Published October 13, 2011
Five women danced down the center aisle of Corpus Christi Church at the start of Mass to the drumbeat of African rhythms. One woman carried the book with the day’s Scripture readings on her back, presenting it to Archbishop Wilton D. Gregory, the Mass celebrant.
Choirs from Cameroonian, Gambian and Nigerian communities raised their voices to lead the faithful in song.
And Archbishop Gregory’s homily was interrupted with applause when he announced that Sudanese bishops once identified him as a descendant of the Bantu ethnic group in central Africa, although he has never traced his African heritage. It was one of several times folks in the pews showed him their support with loud clapping.
The word of God has taken root in Africa, he said, adding that God knows when to gather the good fruit.
“You are here because it is harvest time. You are the bounty of God’s harvest,” said the archbishop.
The immigrants share the same faith, but have different worship customs from American Catholics.
Music plays a larger role in African liturgies, not the American custom of singing the first three stanzas of a hymn. The 45-minute Mass is rare. Africans are surprised at the casual clothing Americans wear to Mass.
Justin Irie, a bilingual sales agent for Delta Airlines who is a member of the new organization, said he knows African Catholics who have joined other churches because of the cultural differences.
“They’re most of the time attracted by some churches in our community where they can worship as they used to do back home,” he said.
“Africans, like Latinos, are more enthusiastic and exhibitionist in their culture and this shows up with rhythms and dances when worshipping,” said Irie, who is from the Ivory Coast and attends St.
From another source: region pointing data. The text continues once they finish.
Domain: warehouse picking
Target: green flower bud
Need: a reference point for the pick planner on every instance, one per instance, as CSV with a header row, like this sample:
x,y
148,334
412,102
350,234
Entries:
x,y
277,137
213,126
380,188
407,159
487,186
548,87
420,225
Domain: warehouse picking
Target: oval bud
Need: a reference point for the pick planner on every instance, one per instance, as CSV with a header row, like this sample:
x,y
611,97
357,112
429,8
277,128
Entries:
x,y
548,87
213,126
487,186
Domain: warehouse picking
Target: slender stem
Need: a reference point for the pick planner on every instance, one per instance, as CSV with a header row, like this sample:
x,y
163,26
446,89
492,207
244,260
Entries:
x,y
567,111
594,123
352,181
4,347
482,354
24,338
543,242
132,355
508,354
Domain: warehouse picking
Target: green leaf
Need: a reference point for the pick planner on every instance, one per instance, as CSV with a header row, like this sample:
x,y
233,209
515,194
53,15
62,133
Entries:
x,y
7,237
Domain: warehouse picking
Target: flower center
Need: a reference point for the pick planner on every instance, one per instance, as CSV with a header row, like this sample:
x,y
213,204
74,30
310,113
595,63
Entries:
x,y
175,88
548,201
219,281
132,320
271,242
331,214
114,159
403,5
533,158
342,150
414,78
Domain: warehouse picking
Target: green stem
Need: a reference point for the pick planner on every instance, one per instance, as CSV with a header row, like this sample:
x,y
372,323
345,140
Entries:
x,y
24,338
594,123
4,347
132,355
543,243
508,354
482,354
Patrick Church, Norcross.
“That said, it is not difficult for me to adjust to any American custom because adjustment leads to survival. But believe me, and most immigrants will agree on (this), if there is a choice, I’d rather worship the way I used to, with all the rhythms, dance and colors,” he said.
Facing cultural challenges, Catholic Africans can find the church almost “irrelevant” to them and simply drop out of the faith community, said Father Atem.
The organization’s goal is to help immigrants “to foster a relationship with God through the church based on (their) African cultural experience yet within this new society,” he wrote in an email. Different African Catholic communities already exist so this is an organization that draws them together, he said.
The exact number of African Catholic immigrants in metro Atlanta is unknown.
Using census data and other information, a 2007 survey for the Black Catholic Ministry Office estimated that in the archdiocese there were 22,289 black Catholics, a group that included both African-Americans and Africans.
But Father Atem estimated there were 50,000 African Catholics in the archdiocese. Most African Catholics come from Nigeria, Eritrea and Ivory Coast.
Charles Prejean, the head of Black Catholic Ministry, said planning started in September 2010 to join existing African Catholic groups together to begin sharing experiences and drawing strength from one another.
“Their collective voices would gain them more attention and response than the voices of unorganized individuals,” he said of the impetus for the organization.
Worshippers put money in the collection basket at the end of Mass to raise funds for the new organization. People left their seats and danced down the aisle to the basket at the front of the altar.
“Mother Africa has blessed us with many gifts,” Father Atem said. “Let us make her proud.”